As Chaudhury notes, Gujarat is more industrialised, more urbanised, and more homogeneous than most other Indian states – and therefore more receptive to Modi’s corporate Hindutva message. Even the Muslim community, (10 percent of the state) is largely Bohra and Memon, business communities that are amenable to working with Modi.

Modi’s also been able to turn all criticism about Godhra into an attack on Gujarati asmita (pride). But it will be near impossible to repurpose the inevitable flak generated by the campaign trail as an attack on mera Bharat mahaan. Modi is not India.

For huge swathes of India, the dream is not a Shanghai-style GIFT city rising out of barren wastelands. And even those on the development bandwagon have their doubts.
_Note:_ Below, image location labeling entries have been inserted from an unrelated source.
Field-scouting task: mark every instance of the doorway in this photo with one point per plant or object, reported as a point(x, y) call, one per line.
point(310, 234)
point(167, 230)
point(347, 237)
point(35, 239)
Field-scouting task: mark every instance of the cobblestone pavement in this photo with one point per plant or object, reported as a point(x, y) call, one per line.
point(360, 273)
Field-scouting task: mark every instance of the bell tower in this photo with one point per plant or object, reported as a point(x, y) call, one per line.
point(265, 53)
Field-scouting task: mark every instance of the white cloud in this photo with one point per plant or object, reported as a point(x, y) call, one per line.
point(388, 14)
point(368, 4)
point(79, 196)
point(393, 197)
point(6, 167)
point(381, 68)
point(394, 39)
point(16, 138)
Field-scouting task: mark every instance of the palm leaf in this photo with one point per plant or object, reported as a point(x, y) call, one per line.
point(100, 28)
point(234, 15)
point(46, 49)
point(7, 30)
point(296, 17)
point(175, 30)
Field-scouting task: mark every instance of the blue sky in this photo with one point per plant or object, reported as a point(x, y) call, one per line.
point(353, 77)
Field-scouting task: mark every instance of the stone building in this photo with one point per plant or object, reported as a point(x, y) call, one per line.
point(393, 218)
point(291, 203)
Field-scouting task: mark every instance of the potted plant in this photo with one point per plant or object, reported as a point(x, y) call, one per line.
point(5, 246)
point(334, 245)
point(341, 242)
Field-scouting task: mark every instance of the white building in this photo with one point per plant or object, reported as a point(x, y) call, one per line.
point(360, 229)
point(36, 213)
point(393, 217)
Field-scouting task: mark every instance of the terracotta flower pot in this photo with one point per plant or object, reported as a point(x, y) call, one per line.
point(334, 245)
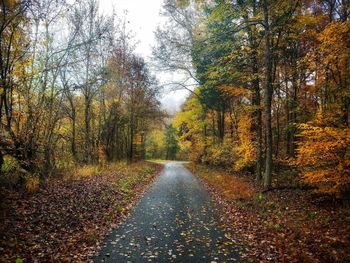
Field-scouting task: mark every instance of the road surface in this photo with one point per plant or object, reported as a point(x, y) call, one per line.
point(175, 221)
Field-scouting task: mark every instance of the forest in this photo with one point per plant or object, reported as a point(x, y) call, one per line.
point(265, 127)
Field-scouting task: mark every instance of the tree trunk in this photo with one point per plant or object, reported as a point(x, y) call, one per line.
point(268, 98)
point(256, 100)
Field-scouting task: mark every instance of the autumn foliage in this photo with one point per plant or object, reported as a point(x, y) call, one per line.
point(324, 156)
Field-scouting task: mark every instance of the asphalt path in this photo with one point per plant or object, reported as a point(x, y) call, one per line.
point(175, 221)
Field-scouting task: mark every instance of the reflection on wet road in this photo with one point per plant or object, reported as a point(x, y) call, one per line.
point(175, 221)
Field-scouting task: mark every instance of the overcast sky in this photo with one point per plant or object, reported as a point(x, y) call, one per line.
point(143, 17)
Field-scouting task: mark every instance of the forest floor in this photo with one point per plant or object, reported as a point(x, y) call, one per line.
point(288, 225)
point(67, 218)
point(175, 221)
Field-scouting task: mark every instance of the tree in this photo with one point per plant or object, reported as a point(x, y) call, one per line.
point(172, 146)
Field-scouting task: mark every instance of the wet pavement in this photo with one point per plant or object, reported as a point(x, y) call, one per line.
point(175, 221)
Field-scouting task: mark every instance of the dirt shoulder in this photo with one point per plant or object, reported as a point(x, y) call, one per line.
point(66, 220)
point(287, 225)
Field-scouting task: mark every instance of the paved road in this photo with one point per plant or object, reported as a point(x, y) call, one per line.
point(175, 221)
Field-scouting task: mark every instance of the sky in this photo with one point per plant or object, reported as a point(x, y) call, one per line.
point(143, 17)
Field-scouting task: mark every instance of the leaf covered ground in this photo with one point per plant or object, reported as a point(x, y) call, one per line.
point(66, 220)
point(287, 225)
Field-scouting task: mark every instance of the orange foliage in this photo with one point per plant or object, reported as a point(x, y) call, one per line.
point(324, 156)
point(231, 187)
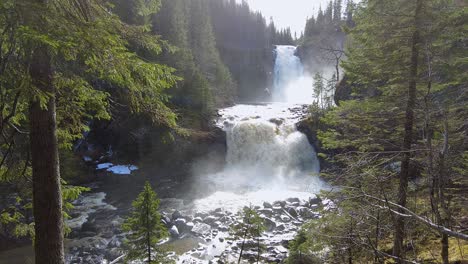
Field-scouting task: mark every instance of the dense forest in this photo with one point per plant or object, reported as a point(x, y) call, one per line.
point(84, 83)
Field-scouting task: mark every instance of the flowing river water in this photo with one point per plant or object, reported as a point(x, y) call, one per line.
point(269, 165)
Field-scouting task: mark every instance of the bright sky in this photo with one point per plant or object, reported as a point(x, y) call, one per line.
point(288, 13)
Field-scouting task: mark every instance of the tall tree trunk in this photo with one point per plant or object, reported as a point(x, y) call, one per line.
point(444, 203)
point(47, 196)
point(408, 135)
point(148, 237)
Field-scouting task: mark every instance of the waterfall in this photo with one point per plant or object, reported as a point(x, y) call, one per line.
point(291, 83)
point(267, 158)
point(262, 141)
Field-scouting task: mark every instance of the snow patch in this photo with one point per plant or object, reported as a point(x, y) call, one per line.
point(117, 169)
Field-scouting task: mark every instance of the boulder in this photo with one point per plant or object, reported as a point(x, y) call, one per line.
point(292, 212)
point(201, 228)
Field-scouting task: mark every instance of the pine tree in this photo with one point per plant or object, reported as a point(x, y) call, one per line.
point(146, 228)
point(60, 50)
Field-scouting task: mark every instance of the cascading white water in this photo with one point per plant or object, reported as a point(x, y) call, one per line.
point(291, 84)
point(268, 159)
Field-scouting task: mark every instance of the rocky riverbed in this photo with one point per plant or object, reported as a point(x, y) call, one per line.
point(196, 237)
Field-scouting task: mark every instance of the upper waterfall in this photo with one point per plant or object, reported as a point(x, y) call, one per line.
point(291, 83)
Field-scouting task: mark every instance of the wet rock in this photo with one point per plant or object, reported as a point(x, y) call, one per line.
point(292, 212)
point(201, 215)
point(281, 227)
point(278, 209)
point(314, 200)
point(269, 224)
point(166, 220)
point(89, 227)
point(277, 121)
point(279, 203)
point(114, 243)
point(176, 214)
point(174, 231)
point(223, 228)
point(307, 213)
point(293, 200)
point(181, 225)
point(266, 211)
point(209, 220)
point(113, 253)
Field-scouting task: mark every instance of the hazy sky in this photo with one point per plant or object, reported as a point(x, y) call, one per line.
point(288, 13)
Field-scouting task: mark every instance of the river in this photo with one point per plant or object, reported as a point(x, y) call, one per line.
point(269, 165)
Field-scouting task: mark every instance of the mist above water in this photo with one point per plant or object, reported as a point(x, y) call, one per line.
point(291, 83)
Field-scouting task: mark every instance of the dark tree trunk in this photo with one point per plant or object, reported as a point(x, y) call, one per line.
point(408, 136)
point(47, 196)
point(148, 237)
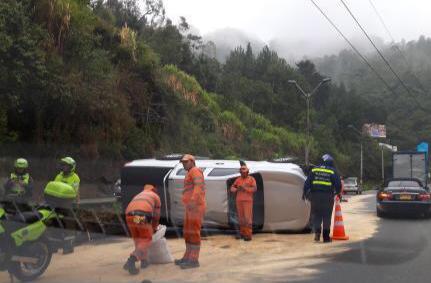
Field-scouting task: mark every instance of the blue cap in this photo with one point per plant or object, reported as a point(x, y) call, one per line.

A businessman who admires Modi because “he has made Gujarat relatively corruption-free” and “there are better roads and infrastructure,” also adds “You have all that in China too. But would I want to live in China?”

A Modi at the helm is the wet dream of a certain section of middle-class India that is impatient with the snail’s pace of progress in a parliamentary democracy, and yearns for a no-nonsense strongman who will not pander to any vested interest. But that fantasy of Modi, the CEO-CM, does not make Modi, the CEO-PM, any more likely.

“Hand Modi a two-thirds Lok Sabha majority, control of all the ministries he wants, and he might be able to govern India firmly. That may not be the same thing as governing India well,” muses Aakar Patel in Outlook.

But to put it differently, Modi will only be able to govern — at all — if he gets his party’s nomination and if he then delivers  a two-thirds Lok Sabha majority and if he then gets control of all the ministries he wants. Anything less, and he is likely never to govern at all — or not for very long.